As young Prince Hal, the future king hung out with lowlifes in a tavern in Eastcheap. That time seemed wasted to many, but now he is able to relate to the common man. He truly does see them as his brothers.

                              And gentlemen in England now a-bed
                              Shall think themselves accurs'd they were not here,
                              And hold their manhoods cheap whiles any speaks
                              That fought with us upon Saint Crispin's day.

Bravo, King Henry! Where do we sign up?

Tuesday, October 24, 2017

Clearing Up the German Stage

In Germany, the Enlightenment was known as the "Aufklärung" which translates roughly to the "clearing up of things." Since the end of the Thirty Years War in 1648, Germany had been left as a mess, politically, economically, and intellectually. Enlightenment thinkers in Germany tended to steer clear of political problems, and they usually came from the rising middle class, which was helping to restore the finances of the region in the wake of decades of war. Their primary goal was to liberate people from superstition and worn-out ideas. They particularly took aim at prejudices among German-speaking people to favor fashions from France or England rather than something that had been produced locally, be it a cloak, a hat, or a new play.

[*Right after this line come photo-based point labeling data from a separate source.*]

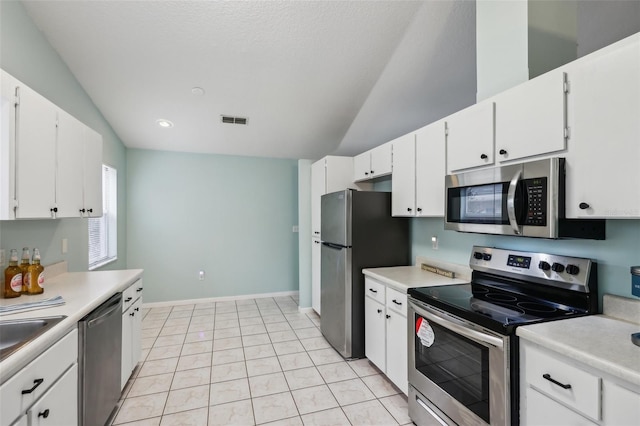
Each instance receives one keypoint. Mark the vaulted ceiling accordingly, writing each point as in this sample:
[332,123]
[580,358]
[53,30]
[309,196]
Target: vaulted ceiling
[312,77]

The German Aufklärung also sought to clear up the mess that had been made of the country's theatre, and perhaps no one person was more dedicated to reorganizing the theatre than the actress and theatre manager Caroline Neuber. Born Friederike Caroline Weissenborn, she was well educated by an intelligent but tyrannical father who seems to have quite literally beaten her unfortunate mother to death. At twenty, she ran off with a young clerk, Johann Neuber, and married him. The couple joined a troupe of traveling actors, and then five years later moved to another company. In 1727, they founded their own troupe and were granted a special patent by the local government to perform at the annual Easter Fair in Leipzig.

Performing extensively rehearsed productions, the Neubers' company attracted the attention of a university professor in Leipzig, Johann Christoph Gottsched. Like Neuber, Gottsched wanted to elevate German drama, and the two worked together, with Neuber staging innovative new productions and Gottsched writing critical defenses of her actions. Most controversial was Neuber's holding a symbolic banishing of the traditional German clown, Hanswurst, an act Gottsched justified as necessary to bring about a new seriousness in drama. Unfortunately, Gottsched felt he needed to be deferred to in stage matters as well as literary ones, and Neuber would have none of that. The two fell out in 1741 over an argument in which even Gottsched's own wife had sided with Neuber.

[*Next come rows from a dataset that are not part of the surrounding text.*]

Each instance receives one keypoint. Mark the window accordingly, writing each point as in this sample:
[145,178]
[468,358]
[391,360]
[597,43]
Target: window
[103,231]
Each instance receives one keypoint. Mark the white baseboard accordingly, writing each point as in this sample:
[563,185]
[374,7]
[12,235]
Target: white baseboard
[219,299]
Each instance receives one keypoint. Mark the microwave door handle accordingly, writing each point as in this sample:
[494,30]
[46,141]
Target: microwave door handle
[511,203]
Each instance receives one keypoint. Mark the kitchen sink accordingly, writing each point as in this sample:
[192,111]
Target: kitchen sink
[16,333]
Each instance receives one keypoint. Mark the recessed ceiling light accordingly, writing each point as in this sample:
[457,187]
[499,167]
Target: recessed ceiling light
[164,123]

Realizing the value of having an educated critic on her side, Neuber looked about for a replacement for Gottsched, and came upon a talented student at the University of Leipzig named Gotthold Ephraim Lessing. She induced him to translate French plays for her, and then in 1748 she produced his first original play, The Young Scholar. Lessing began reviewing theatre productions, and eventually co-founded a new journal dedicated exclusively to the drama. Though it lasted only four issues, it established his reputation. Lessing continued to write plays, and in 1755 penned Miss Sara Sampson, a bourgeois tragedy influenced by George Lillo's The London Merchant but surpassing it in many ways.

While Miss Sara Sampson introduced bourgeois tragedy to the German stage, Lessing's 1767 play Minna von Barnhelm set new standards in romantic comedy. The same year he wrote that play, Lessing began work on a series of essays for the Hamburg National Theater. Though the theatre closed two years later, Lessing's essays, collected together in the book Hamburg Dramaturgy, had a lasting effect on dramatic theory and criticism. In 1772 Lessing wrote Emilia Galotti, a tragedy on classical themes but with a contemporary setting, and seven years later he shocked religious sensibilities with his historical comedy about the Crusades, Nathan the Wise. Though Lessing intended the play as a plea for religious tolerance, people of many faiths condemned it for its argument that all religions are essentially interchangeable.

Lessing is generally credited with helping to pave the way for German Romanticism, but that's another story.